I nodded in agreement. “And he knew better than anybody exactly when Carol and the kids were going to be out of the house that morning.”
“So would anyone who looked at her refrigerator,” Monk said.
I was surprised that Monk had noticed her calendar on the refrigerator, but I shouldn’t have been. He notices everything, even when it appears he isn’t paying any attention at all.
“I wouldn’t rule Carol out as a suspect just yet,” Monk said. “She might have known that her husband was out of work. The two of them could have planned the murder together.”
“But they were already living off her dad’s money,” I said. “What did they have to gain from killing him?”
“Taking care of him was a burden,” Monk said. “And there was the danger posed by his warts.”
“What warts?” Danielle asked.
“Carol told us at the wake that he was covered with them,” Monk said.
“She wasn’t being literal,” I said. “ ‘Warts and all’ is an expression.”
“That means he’s covered in grotesque, blistering tumors created by a highly contagious virus.”

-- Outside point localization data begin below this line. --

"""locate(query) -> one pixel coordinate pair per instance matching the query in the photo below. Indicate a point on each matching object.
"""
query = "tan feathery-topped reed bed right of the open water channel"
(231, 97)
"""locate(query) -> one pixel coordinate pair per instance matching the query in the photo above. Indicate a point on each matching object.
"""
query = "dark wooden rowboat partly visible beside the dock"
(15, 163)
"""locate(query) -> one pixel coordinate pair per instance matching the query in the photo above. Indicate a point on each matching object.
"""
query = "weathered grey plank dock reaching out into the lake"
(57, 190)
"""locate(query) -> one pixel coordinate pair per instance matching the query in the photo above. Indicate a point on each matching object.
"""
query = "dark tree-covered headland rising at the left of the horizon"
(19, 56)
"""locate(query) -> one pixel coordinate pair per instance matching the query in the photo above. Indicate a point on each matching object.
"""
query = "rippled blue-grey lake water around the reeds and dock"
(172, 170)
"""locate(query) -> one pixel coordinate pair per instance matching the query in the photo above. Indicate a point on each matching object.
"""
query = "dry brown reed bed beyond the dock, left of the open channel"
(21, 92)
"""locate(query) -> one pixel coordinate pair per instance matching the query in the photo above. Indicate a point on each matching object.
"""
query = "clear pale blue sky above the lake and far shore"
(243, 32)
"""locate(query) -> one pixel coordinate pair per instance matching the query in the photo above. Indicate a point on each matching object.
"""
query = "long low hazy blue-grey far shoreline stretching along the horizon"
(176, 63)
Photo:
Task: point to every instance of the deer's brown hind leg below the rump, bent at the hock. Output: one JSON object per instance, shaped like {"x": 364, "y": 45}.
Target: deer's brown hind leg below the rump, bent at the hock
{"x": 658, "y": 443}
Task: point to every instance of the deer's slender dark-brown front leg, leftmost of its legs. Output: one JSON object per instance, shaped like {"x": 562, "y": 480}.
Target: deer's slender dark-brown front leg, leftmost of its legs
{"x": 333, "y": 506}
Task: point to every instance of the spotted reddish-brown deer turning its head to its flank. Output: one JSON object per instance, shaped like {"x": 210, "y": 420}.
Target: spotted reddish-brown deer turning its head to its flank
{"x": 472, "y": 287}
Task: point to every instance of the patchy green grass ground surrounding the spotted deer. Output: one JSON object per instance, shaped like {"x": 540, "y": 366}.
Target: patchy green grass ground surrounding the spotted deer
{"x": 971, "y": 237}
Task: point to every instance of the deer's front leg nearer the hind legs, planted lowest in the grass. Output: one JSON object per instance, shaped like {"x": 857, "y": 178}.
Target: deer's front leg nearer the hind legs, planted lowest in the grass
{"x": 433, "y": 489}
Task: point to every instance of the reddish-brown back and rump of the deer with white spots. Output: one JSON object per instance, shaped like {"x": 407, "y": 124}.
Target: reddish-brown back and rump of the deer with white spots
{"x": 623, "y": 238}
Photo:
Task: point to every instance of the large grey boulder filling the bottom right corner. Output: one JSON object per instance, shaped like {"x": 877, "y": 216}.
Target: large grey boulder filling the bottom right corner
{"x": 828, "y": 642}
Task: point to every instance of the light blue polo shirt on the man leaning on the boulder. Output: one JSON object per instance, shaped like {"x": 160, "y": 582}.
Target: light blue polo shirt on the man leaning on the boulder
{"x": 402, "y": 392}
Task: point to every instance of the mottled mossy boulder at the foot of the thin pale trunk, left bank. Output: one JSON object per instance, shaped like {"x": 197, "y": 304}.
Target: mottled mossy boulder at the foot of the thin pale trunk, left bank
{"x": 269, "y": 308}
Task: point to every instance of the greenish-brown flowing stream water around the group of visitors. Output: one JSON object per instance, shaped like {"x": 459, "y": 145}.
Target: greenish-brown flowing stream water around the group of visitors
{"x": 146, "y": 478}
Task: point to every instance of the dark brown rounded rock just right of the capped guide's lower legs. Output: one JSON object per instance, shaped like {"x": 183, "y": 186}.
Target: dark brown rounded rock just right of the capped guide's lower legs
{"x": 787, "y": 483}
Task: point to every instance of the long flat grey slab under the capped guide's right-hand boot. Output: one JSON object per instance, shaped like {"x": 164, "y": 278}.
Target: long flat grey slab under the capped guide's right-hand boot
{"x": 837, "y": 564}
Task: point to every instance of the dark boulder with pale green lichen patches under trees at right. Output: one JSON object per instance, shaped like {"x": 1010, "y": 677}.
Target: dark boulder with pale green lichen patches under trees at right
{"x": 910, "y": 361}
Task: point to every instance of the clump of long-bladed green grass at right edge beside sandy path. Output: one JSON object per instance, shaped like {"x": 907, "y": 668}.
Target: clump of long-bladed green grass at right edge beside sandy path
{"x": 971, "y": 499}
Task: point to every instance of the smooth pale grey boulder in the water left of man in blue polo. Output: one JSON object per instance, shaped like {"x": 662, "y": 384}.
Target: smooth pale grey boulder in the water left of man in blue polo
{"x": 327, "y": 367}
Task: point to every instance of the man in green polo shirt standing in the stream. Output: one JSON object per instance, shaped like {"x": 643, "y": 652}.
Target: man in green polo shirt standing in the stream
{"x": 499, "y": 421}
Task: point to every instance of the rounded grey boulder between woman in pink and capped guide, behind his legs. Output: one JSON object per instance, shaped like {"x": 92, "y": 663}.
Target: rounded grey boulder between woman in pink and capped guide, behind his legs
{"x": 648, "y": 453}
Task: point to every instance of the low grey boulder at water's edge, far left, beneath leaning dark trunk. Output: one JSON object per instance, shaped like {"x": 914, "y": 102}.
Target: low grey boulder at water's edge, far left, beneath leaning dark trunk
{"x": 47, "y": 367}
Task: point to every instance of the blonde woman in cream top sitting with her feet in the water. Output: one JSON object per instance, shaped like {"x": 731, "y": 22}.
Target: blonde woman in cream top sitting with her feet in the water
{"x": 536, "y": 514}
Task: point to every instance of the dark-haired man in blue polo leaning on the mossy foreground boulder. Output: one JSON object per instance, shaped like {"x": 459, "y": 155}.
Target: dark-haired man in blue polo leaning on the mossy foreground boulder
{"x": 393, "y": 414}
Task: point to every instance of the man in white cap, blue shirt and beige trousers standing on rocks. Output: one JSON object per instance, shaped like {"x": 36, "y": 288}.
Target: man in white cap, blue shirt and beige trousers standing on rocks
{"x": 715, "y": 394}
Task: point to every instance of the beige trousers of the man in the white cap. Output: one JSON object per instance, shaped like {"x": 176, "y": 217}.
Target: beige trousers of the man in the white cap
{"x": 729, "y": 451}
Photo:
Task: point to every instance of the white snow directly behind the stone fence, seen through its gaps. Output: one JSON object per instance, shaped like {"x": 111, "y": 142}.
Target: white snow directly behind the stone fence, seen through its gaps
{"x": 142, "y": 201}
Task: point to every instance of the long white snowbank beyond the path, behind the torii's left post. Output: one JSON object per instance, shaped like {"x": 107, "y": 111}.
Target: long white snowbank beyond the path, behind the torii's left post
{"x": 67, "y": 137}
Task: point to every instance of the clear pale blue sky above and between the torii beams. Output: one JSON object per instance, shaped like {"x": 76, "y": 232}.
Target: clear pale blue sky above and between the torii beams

“It means she loved him despite the fact that he wasn’t a perfect person,” I said, then turned to Danielle. “Maybe you could elaborate on that.”
She explained that Peschel dropped out of high school and drifted up and down the state, working as a manual laborer in agriculture and construction for a few years, before landing back in San Francisco, where he did all kinds of odd jobs, like taxi driver, short-order cook, ditchdigger, and, finally, bartender at a Tenderloin dive called Lucky Duke’s.
Along the way, Peschel built up a police record of minor offenses, like assault, petty theft, and drunk-and-disorderly conduct. He also did some “debt collection” for Bobby Fisset, a big racketeer in the city during the late fifties, early sixties.